In honor of National Running Day this week, let’s consider the joys of running with a canine companion. Why run with your dog? Dogs love it, they provide inspiration and motivation for you, running together offers a chance to bond with each other and it can be healthy for your dog. With a few simple precautions, running with your dog can become a favorite pastime for both of you.
- 10. See the dog doc. Just like you, your dog shouldn’t embark on any new exercise regime without a checkup first. Make sure his heart, lungs, joints are in tip-top shape and have your vet recommend a good routine for your dog to begin with, i.e., an appropriate time and distance for the beginning runner. Also, get updated on any necessary shots.
- 9. Be consistent. Run every day. Start short, then build up his (and your) stamina over weeks or months. Frequent, short runs are better for most dogs (and you!) than weekend warrior marathons followed by a week off.
- 8. Understand your dog. What kind of runner is he? Most dogs are sprinters, designed for short bursts rather than long distances. Some shorter-nosed breeds like pugs or bulldogs have respiratory issues which make it hard for them to run. Older dogs with arthritis or joint problems will need frequent breaks and may need to run slower or less far than they did when they were youngsters. Pay attention to your dog while you run and read his body language because he can’t speak up to tell you when it hurts. If he shows any signs of limping or discomfort, stop immediately.
- 7. Leash up! For his safety, always keep your dog on leash while running. He’s already in motion so it doesn’t take much to prompt him into the street to chase an enticing squirrel. Leash laws in Boulder require all dogs to be on leashes unless confined to their guardian’s property (in Boulder we never refer to the human as an “owner,” always a “guardian”).
- Boulder has 144 miles of Open Space & Mountain Parks trails, 90 percent of which are open to dogs and many of those are “voice and sight control” areas where an Open Space and Mountain Parks voice and sight tag allows you to run off leash on trails/parks that participate in the program.
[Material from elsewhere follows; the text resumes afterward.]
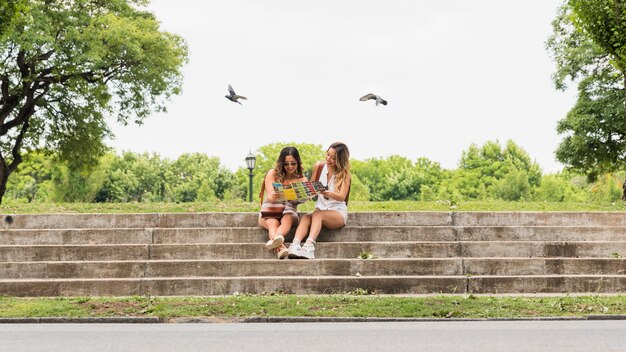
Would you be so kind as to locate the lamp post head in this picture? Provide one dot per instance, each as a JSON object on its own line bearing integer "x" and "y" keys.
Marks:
{"x": 250, "y": 161}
Even if you’re running in a V&SC area, it’s a good idea to stick with the leash — you’ll be able to prevent your dog from tangling with a rabid skunk. For a list of Boulder’s voice and sight trails, see this FIDOS page. FIDOS (Friends Interested in Dogs + Open Space) is an organization that promotes responsible dog guardianship while protecting natural resources of our public lands.
- 6. Get legal. Boulder law requires that your dog have a city license and must wear his license tag at all times if he’s over four months old and lives in city limits. For more info on City of Boulder animal laws click here.
- 5. Safety first. If you’re running on Open Space trails, take all the normal precautions such as having your dog wear bear bells and/or carrying a can of pepper spray. Take your cell phone with you even though coverage on the more remote mountain trails may be spotty.